The new Income-Tax Bill 2025 has consolidated these provisions into a new Section 153, while retaining the tax benefits offered under the existing sections. According to the Central Board of Direct Taxes (CBDT), the new bill clearly outlines the eligibility criteria and deduction limits for various categories of taxpayers, eliminating the need to refer to multiple sections. This change is expected to improve clarity and user-friendliness, especially for senior citizens.
Section 153 of the Income-Tax Bill 2025
In accordance with section 153 of the Income-Tax Bill 2025, senior citizens are eligible to claim a tax deduction of Rs 50,000 for interest income earned from savings accounts and time deposits in banks, post offices, and cooperative banks.

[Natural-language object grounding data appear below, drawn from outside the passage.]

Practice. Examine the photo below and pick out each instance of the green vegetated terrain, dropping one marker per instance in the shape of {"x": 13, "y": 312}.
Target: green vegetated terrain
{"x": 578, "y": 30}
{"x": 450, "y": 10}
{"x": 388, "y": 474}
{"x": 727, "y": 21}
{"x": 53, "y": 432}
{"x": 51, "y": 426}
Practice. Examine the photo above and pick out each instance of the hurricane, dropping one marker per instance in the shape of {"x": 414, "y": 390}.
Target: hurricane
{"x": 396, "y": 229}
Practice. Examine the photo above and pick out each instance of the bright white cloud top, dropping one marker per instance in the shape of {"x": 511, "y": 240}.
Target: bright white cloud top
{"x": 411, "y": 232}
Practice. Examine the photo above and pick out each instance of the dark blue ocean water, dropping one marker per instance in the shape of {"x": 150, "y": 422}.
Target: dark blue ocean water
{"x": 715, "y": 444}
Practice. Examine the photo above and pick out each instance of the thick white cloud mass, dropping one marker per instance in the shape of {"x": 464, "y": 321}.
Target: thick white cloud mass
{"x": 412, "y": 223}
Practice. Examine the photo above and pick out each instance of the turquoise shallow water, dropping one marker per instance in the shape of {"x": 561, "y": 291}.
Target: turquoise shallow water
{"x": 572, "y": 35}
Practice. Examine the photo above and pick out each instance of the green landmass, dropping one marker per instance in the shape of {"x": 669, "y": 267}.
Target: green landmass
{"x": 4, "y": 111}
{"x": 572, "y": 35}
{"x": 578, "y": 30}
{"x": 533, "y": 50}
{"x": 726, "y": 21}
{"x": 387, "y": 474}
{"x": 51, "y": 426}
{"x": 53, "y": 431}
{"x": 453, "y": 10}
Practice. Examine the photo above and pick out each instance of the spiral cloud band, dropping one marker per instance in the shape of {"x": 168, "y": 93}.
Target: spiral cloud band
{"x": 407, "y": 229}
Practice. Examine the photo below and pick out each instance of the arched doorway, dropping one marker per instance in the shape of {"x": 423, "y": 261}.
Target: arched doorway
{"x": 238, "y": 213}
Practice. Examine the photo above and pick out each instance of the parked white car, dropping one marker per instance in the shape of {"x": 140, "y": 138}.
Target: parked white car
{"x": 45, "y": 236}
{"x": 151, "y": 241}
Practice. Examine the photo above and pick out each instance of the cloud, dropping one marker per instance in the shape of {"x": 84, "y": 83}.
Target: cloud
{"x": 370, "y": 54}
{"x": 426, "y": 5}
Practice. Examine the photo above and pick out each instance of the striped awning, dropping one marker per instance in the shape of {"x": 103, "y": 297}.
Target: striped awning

The updated bill specifies that a time deposit refers to a deposit that is repayable at the end of fixed periods. For senior citizens, time deposits encompass fixed deposits and senior citizen savings scheme (SCSS) accounts.
In contrast, under the revised bill, general citizens and Hindu undivided families (HUFs) can claim a deduction of up to Rs 10,000 for savings account interest only. They are not eligible for interest deductions on fixed deposit income.
Furthermore, no deduction is permissible under section 153 for income derived from any deposit in a savings account maintained by or on behalf of a firm, association of persons, or body of individuals.
What has been removed
The Income Tax Bill has removed more than 300 provisions of the current Income Tax Act that have become redundant or were omitted over time, such as Section 80CCA (deduction for investment in National Saving Scheme), Section 80CCF (deduction for investment in long-term infrastructure bond), etc.
TDS and TCS clauses
The new Bill suggests implementing TDS regulations on a variety of income sources such as salaries, professional fees, interest income, and rent.Â
Additionally, TCS will be applied to specific transactions including the sale of alcohol, tendu leaves, minerals, scrap materials, motor vehicles over Rs 10 lakh, and foreign remittances exceeding Rs 7 lakh.Â
Consequences for failing to comply with TDS/TCS requirements may include being deemed in default for not deducting or paying TDS/TCS, as well as incurring a 1% per month interest penalty on any outstanding TDS/TCS amounts.